Naturally, every living thing needs food. We see chickens and goats daily seeking nothing but FOOD. Food is their life’s priority. These animals forage in litter-strewn shrubs, on rubbish heaps, inside gutters – anywhere to find food. What do animals know or care about hygiene and environmental cleanliness! Food is all they want in life. Animals we can say, live to eat. But humans are not supposed to be so. Humans are expected to eat in order to maintain life, so food is important, but should not be given overarching importance.

 

If instead that same malgoverned nation had something else, for instance EDUCATION, not food as a top priority, then this is what could be: Politicians would offer citizens food as a bribe for votes. The citizens would accept the food, but reply: We will not vote for you until our schools look exactly like schools in Britain, with properly equipped science laboratories, functioning toilets, clean canteens, well-stocked school libraries etc. And the same goes for our Polytechnics and Universities. They too must be like those in Britain. This would mean constant electricity in our homes too because our children must be able to do homework and coursework when they are home after school and during the holidays.

 

Thus, simply by Nigerians shifting the main focus off food and onto EDUCATION, would mentally energise citizens to put our all into ensuring a better life and lifestyle for our children and young people. People would no longer be satisfied with just having FOOD every day. Now, EDUCATION every day would be the target.

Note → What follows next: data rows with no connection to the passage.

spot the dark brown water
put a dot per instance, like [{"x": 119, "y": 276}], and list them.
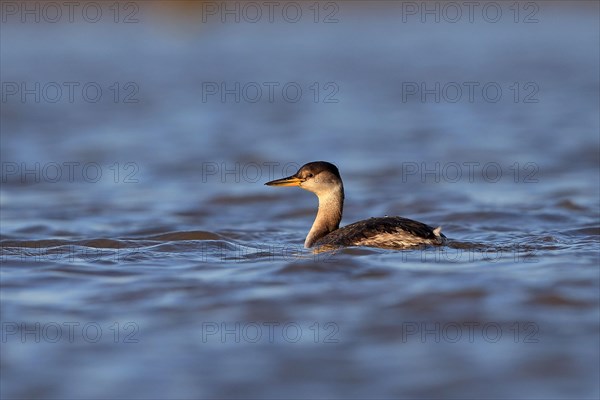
[{"x": 142, "y": 257}]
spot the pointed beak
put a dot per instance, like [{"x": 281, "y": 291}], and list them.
[{"x": 289, "y": 181}]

Rather than hearing traders, workers, and parents saying: I need money for my children’s food. We would hear them say: I need money to buy my children books, or a chemistry set, or a science kit, or a computer, or internet data.

An added bonus if EDUCATION were to be noticeably prioritised is that the loud habitual environmental noises would diminish because parents would then become interested in ensuring that a quiet and conducive environment for learning is made possible for their children.

 

Returning to our street food discourse. If EDUCATION was given a higher priority than food, the impact is that citizens would become INFORMED CONSUMERS seeking then using relevant (scientific) knowledge. People would insist on eating clean, nutritious food in a tidy environment. So food sellers would be obliged to sell their fare while also maintaining hygiene and clean surroundings, rather than what we find in Nigeria today.

 

Many things afflict Nigeria therefore some people are fleeing the country for a better life abroad. However, for some the response to Nigeria’s challenges is to keep on identifying the things that hinder progress, and to be part of an Alternative Culture where the thinking and thus the behaviour are different. Clearly FOOD has been overvalued by Nigerians. We should now decide what rational value to give food. Should we live to eat? Or should we eat to live?